De niño era el lugar ideal para conocer las vicisitudes de liga de fútbol, ya que en una repisa que tenía por encima del frigorífico, y a lo largo de la barra, se mostraban banderines de los equipos, colgados y ordenados según la clasificación de cada jornada. Así, cada domingo, cuando mi madre nos llevaba de paseo, después de misa, pasábamos por allí y yo miraba impaciente por la ventana para saber cómo iba la liga y si mi equipo favorito de entonces iba bien clasificado, pues Manolo, diligentemente, cambiaba la posición de los banderines, una vez terminados los partidos. Un servicio más que prestaba a su clientela y viandantes, además de despachar tras la barra.
Manolo fue el primero en imponer un día de descanso a la semana, cosa que no ocurría en la hostelería palmeña hasta bien entrados los años setenta. Y también tuvo el primer televisor en color de este tipo de establecimientos. Entre la clientela que vemos en las fotos está Miguel Santos, amigo del dueño hasta bastante tiempo después de sus jubilaciones, cuando los veía muchas veces dando sus paseos, muchos de ellos fotográficos, pues ambos compartían la afición a la fotografía (y profesión también durante un tiempo de mi suegro), siendo las que publico del bar del archivo de El latero.
Del bar y sus clientes se pueden contar algunas anécdotas, como es natural de un lugar así.

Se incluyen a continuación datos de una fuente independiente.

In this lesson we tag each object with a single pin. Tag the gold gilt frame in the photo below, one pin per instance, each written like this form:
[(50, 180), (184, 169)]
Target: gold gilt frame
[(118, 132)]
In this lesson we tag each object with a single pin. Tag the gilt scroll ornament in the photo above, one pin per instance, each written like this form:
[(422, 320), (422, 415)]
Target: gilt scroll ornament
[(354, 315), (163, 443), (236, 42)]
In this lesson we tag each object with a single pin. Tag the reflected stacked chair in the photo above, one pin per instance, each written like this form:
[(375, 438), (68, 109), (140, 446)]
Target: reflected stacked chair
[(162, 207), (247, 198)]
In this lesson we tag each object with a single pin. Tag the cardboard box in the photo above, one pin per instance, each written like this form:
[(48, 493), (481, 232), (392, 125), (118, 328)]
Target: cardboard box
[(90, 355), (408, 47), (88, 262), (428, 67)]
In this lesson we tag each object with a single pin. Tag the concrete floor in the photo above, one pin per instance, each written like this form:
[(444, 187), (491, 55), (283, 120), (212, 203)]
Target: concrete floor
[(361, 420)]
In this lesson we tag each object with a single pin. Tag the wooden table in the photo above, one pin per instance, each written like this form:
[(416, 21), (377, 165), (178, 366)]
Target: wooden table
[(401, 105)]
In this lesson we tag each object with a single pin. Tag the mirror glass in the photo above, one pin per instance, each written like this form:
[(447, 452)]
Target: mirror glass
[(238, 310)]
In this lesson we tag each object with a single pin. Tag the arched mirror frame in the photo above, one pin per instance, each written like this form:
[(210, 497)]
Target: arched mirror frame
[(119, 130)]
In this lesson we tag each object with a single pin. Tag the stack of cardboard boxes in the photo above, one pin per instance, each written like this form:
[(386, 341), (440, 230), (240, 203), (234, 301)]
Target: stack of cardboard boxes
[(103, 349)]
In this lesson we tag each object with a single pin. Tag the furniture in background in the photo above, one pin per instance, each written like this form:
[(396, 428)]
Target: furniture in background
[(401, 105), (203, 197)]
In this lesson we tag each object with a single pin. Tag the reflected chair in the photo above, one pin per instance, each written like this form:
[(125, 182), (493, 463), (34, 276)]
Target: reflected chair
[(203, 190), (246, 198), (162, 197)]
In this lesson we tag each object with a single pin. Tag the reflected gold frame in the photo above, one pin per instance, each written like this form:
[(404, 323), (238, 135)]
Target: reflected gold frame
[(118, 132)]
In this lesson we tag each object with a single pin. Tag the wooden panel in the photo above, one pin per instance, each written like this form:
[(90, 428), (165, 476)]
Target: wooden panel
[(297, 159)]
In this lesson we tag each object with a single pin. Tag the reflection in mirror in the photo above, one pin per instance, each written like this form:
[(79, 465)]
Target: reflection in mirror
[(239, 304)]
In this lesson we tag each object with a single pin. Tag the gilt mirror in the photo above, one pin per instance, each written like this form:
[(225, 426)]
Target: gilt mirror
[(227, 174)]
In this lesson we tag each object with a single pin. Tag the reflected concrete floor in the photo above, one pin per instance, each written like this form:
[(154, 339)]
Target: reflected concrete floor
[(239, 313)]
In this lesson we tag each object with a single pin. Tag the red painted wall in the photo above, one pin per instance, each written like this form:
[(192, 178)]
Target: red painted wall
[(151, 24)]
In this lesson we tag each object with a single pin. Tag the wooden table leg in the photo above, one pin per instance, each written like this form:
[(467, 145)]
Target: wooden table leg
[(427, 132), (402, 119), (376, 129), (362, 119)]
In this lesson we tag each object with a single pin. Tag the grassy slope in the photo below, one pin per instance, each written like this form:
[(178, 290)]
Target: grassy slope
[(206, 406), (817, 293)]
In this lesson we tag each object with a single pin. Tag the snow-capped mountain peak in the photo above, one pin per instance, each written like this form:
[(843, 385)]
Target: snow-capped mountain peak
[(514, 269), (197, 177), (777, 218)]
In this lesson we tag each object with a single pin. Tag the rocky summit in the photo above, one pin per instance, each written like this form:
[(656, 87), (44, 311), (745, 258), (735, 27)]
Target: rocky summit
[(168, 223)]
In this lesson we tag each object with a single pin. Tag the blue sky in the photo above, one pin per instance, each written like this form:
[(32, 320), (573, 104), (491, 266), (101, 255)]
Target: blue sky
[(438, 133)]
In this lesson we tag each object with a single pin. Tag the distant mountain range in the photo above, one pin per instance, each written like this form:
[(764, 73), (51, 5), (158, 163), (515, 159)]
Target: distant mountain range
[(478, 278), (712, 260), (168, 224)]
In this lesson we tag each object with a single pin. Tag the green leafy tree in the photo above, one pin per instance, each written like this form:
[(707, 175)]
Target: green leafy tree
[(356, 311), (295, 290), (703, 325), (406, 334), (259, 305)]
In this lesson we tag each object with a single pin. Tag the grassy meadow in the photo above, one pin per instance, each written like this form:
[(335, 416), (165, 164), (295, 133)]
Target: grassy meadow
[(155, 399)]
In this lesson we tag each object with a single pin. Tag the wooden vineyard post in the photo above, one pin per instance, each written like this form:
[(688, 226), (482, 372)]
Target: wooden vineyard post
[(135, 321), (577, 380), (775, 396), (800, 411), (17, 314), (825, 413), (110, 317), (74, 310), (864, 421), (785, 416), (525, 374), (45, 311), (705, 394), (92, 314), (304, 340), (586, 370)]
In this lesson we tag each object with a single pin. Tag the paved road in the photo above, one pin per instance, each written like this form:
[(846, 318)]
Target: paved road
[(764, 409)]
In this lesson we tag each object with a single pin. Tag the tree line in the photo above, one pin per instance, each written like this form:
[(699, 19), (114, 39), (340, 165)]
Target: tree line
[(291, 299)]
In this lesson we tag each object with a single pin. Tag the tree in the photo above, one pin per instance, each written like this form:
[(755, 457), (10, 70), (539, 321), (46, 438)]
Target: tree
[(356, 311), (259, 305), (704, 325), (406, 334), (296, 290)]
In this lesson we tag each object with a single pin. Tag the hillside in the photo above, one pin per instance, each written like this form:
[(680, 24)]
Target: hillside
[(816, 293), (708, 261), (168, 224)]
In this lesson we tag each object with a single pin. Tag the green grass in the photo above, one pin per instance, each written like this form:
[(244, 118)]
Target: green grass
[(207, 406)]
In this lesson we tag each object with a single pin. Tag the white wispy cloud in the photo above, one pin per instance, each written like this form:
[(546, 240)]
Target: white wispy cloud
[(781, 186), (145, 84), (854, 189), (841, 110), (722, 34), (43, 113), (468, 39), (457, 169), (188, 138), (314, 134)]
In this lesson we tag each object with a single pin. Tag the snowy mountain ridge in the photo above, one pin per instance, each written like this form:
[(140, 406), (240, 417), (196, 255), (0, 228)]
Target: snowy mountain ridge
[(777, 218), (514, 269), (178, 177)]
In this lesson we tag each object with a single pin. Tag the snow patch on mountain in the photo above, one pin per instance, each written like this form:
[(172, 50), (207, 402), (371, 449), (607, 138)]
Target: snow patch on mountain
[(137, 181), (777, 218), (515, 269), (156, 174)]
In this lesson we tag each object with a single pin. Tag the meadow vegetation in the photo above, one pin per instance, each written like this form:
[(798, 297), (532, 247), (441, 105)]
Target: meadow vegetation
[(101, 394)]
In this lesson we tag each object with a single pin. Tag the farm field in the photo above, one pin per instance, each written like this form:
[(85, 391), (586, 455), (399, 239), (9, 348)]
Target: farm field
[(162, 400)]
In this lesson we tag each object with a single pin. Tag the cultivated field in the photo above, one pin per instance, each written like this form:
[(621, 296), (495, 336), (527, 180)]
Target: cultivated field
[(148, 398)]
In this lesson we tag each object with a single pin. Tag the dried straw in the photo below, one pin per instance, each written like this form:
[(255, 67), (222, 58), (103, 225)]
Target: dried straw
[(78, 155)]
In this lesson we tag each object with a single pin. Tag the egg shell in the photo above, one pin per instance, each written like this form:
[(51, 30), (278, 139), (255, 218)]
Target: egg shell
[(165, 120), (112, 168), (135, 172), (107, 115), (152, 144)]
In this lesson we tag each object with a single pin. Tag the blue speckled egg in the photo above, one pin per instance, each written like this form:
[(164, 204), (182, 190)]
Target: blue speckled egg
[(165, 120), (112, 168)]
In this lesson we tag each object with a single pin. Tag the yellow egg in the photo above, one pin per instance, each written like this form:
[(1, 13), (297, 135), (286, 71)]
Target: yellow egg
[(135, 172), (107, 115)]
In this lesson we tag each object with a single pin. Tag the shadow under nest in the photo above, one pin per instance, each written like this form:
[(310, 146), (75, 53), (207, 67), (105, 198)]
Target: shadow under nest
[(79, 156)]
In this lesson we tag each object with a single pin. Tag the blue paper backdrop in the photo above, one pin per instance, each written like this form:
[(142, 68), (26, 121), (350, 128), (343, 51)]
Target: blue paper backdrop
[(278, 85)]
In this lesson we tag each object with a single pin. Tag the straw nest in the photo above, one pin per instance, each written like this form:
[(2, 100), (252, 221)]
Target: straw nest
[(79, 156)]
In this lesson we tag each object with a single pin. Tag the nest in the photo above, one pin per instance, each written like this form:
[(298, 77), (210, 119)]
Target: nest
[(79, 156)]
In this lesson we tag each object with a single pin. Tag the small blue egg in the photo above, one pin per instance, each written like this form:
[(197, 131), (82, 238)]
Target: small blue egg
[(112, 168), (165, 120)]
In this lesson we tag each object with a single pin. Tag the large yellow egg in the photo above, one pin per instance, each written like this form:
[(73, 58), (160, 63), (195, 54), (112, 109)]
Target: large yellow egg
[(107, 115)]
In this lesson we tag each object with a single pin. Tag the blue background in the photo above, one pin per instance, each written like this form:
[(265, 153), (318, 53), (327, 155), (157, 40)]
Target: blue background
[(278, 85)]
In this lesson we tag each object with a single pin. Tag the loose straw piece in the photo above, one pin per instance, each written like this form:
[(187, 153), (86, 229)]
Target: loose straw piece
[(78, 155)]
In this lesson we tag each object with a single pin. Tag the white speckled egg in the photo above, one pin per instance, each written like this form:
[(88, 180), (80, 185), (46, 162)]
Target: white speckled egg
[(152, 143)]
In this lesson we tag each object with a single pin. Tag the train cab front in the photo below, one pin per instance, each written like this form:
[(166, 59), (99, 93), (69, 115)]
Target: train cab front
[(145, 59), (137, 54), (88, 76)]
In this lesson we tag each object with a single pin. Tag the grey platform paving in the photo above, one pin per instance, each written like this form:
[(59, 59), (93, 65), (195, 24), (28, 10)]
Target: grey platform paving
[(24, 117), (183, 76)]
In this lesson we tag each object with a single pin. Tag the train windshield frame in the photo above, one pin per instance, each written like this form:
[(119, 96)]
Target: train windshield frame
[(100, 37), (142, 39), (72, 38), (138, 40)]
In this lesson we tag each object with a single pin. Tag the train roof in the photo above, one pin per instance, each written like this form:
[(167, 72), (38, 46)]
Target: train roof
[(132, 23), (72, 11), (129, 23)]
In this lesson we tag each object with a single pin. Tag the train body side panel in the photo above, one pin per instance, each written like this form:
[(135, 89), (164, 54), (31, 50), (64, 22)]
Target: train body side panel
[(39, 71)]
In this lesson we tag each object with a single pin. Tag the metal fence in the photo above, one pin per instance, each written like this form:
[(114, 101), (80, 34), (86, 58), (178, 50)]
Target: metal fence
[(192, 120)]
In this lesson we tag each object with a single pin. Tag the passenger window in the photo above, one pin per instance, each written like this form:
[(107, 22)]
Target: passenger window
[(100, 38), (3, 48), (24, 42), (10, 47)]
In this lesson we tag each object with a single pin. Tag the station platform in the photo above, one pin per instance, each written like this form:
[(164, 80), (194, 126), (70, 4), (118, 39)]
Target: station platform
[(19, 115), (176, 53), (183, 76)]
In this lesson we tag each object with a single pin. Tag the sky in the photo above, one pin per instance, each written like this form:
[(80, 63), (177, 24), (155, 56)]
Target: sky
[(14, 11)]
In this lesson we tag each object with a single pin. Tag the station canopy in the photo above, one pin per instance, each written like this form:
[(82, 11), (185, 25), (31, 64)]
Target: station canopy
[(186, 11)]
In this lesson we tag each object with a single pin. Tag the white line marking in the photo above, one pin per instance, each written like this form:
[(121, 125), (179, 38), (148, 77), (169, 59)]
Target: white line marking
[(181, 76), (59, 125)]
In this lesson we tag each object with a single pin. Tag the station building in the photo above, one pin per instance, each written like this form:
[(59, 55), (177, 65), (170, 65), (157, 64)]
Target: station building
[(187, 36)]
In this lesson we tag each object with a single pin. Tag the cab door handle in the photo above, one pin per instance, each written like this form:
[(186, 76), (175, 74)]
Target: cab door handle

Algunas relacionadas con los zapateros de los que hablábamos al principio. Cuentan que cada año, por Todos los Santos, el nicho que hay en el cementerio de uno de esos zapateros, seguramente el de Juan José, en lugar de flores recibía la “ofrenda” de un catavinos y una botella de vino. Se sospecha que podían ser de un cliente con el que compartía tertulia y esparcimiento, o, tal vez, las llevara el mismo Manolo el del bar. Misterios no resueltos, quizá simple leyenda urbana, o entretenimiento de vecindario jocoso.
También me han contado por diversas fuentes que Juan José, que tenía un quiste grasiento, verruga o lobanillo en la nariz, un día perdió el equilibrio al salir del bar y tropezar con el escalón. Tal vez su agilidad no era ya la de un chaval y los efectos del refrigerio que se había tomado no facilitaban sus movimientos. El caso es que con el tropezón se cayó golpeándose el rostro con el bordillo de la acera, y el famoso lobanillo terminó, como si un diestro cirujano se lo hubiese extirpado de raíz, rodando calle abajo como una canica. Cuentan que se volvió al bar y “se curó la herida” con un nuevo vaso de vino, por el poder desinfectante del alcohol. Luego, cuando solo tenía la cicatriz en la nariz, bromeaba diciendo que el lobanillo lo había perdido gracias al “Montilla”.
Anécdotas divertidas que envuelven a los protagonistas de dos de los oficios más antiguos que se vieron por Palma, alguno, como la zapatería, todavía vivo. Otro ya solo presente en el recuerdo.